Is it time to call a truce in the war on drugs? Dr James Freeman looks at the evidence; and the evidence shows prohibition has failed, and decriminalising drugs ought to save lives and deliver both social and economic benefit.

The recent tragic drug related deaths of two young festival goers has seen calls for drug testing to be made available at these events. In a conversation on Facebook, I expressed my doubts that festival drug testing would have any meaningful impact for a number of reasons, but essentially because of this single statistic from the ABS:

In 2016, 1,808 Australians died as a result of drug overdoses/toxicity.

Had these two tragedies been prevented by drug testing it would have made no more than a 0.1 per cent difference to our annual drug-related fatality rate.

Let’s put that statistic into stark perspective.

In 2017, there were 1,224 deaths on our roads so the death rate from illegal drugs is 50 per cent higher than the road toll and yet all that is being done is more of the same “Just Say No” policy which has been proven by time not to work.

Albert Einstein defined insanity as doing the same thing over and over again and expecting a different result. That’s exactly what we are doing now with our war on drugs. It’s never worked, and it continues not to work. So what would work?

In 2001, Portugal took the radical, and some would suggest outrageous, path of decriminalising all drugs. Weed, cocaine, heroin, you name it; Portugal decided to treat possession and use of small quantities of these drugs as a public health issue, not a criminal one. So what happened?

Did they become a nation of druggies and stoners? No, what happened was the number of drug addicts fell by over half, the rate of drug induced deaths fell to 1/5, the number of newly diagnosed cases of HIV/AIDS in people who use drugs fell to almost zero.

All these metrics sound like benefits to me.

A history of prohibition

The history of how some drugs came to be illegal in Australia and around the world is interesting.
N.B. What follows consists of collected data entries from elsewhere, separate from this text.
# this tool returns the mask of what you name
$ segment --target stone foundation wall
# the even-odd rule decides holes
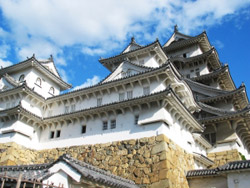
[[[236,149],[229,151],[208,153],[207,156],[208,158],[214,161],[214,165],[212,166],[212,168],[224,165],[231,161],[242,160],[240,153]]]
[[[0,149],[0,165],[48,163],[67,153],[151,188],[188,188],[185,172],[194,168],[193,156],[164,135],[41,151],[15,143],[1,144]]]

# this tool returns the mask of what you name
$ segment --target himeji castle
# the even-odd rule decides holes
[[[10,175],[20,165],[51,163],[57,168],[46,166],[51,176],[42,180],[63,180],[64,187],[247,185],[245,85],[234,84],[206,32],[188,36],[175,27],[164,45],[157,39],[142,46],[132,37],[120,54],[99,62],[110,71],[106,78],[63,94],[71,85],[52,56],[0,69],[0,165],[12,165]],[[52,163],[62,155],[61,165]],[[83,167],[69,172],[68,160],[93,165],[95,177],[102,169],[104,180],[91,173],[83,180]]]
Up until the late 19th century there was minimal regulation of drugs.

The first law to be passed was a ban on smokable opium which was said to be the evil Chinaman’s habit and corrupting our fine white women. Further restrictions on narcotics followed in the early 20th century. A soldier leaving for Gallipoli could have walked into a pharmacy and purchased an ounce of cocaine, but upon his return from the war would have found it banned.

In the 1930s, the Americans were having a trade war with the Mexicans who happened to be a major supplier of hemp. At the same time DuPont had just invented nylon and, politics and lobbying being what it is, hemp was banned.

Up until 1954, Australia was the largest per capita user of heroin in the world – it was in the cough medicines of the day. In 1953 there was not a single heroin-related death in Australia.

In the 1960s, it was not unusual for medical staff doing night shifts to be supplied with amphetamines to help keep them awake. Little by little we have come to accept that, for no particularly good logical reason, the toxic drugs alcohol and nicotine should be legal, but more or less everything else should be made illegal.

The problem with this ban-everything strategy was best illustrated by prohibition in the USA which, as well as being an abject failure, was also the event which provided the genesis of organised crime as we know it. Where there is a demand, there will be a supply, and at the moment that supply is provided by an underworld that produces shoddy dangerous products, pays no taxes, and is totally outside any sensible legislative control.

Drugs account for a third of crime

At least 30 per cent of all our crime relates solely to the high prices of illegal drugs. We have created that with the prohibitionist policy of banning some drugs. If we must talk illegal drug testing then testing only at festivals is futile. Testing needs to be freely available 24/7/365.

While testing facilities, like injecting rooms, provide the opportunity to link people to care and education, the major benefit is to increase the quality of illegal drugs. Australia has the worst quality MDMA in the world with around 16 per cent purity as opposed to the average 67 per cent purity in Europe.

Freely available drug testing has provided the market pressure to achieve this. But why is this important? Do we really care if illegal drug users get poor quality product? Well we should; because a person who is used to getting 16 per cent purity gets a potentially fatal 6x overdose if they stumble across something pure.

With 67 per cent average purity the worst case is a 1.5x overdose, and that dose is unlikely to be fatal. Recall Australia had zero heroin overdoses when pharmaceutical-grade heroin was available. Most overdose deaths are accidental and caused by this dangerous unexpected purity effect.

I think it’s time we admit defeat and look towards harm minimisation and decriminalisation. Portugal and the Netherlands have both demonstrated that this approach does not cause the sky to fall in. Allowing drug testing only at festivals might create the impression we are doing something but it’s likely to be as useful as pissing into the wind.


Dr. James Freeman operates a tele-health business and has been an advocate for ethical health practices and a critic of Big Pharma over-charging for medications. He is the founding owner of GP2U Telehealth and an executive director with responsibilities for platform development and clinical oversight. He brings 20 years of clinical and information technology experience to the company and remains a Lecturer in Medicine at the University of Tasmania.

 

James has a B.Sc. and MB,BS from UTAS and is on the Dean’s Roll of Excellence for outstanding academic achievement.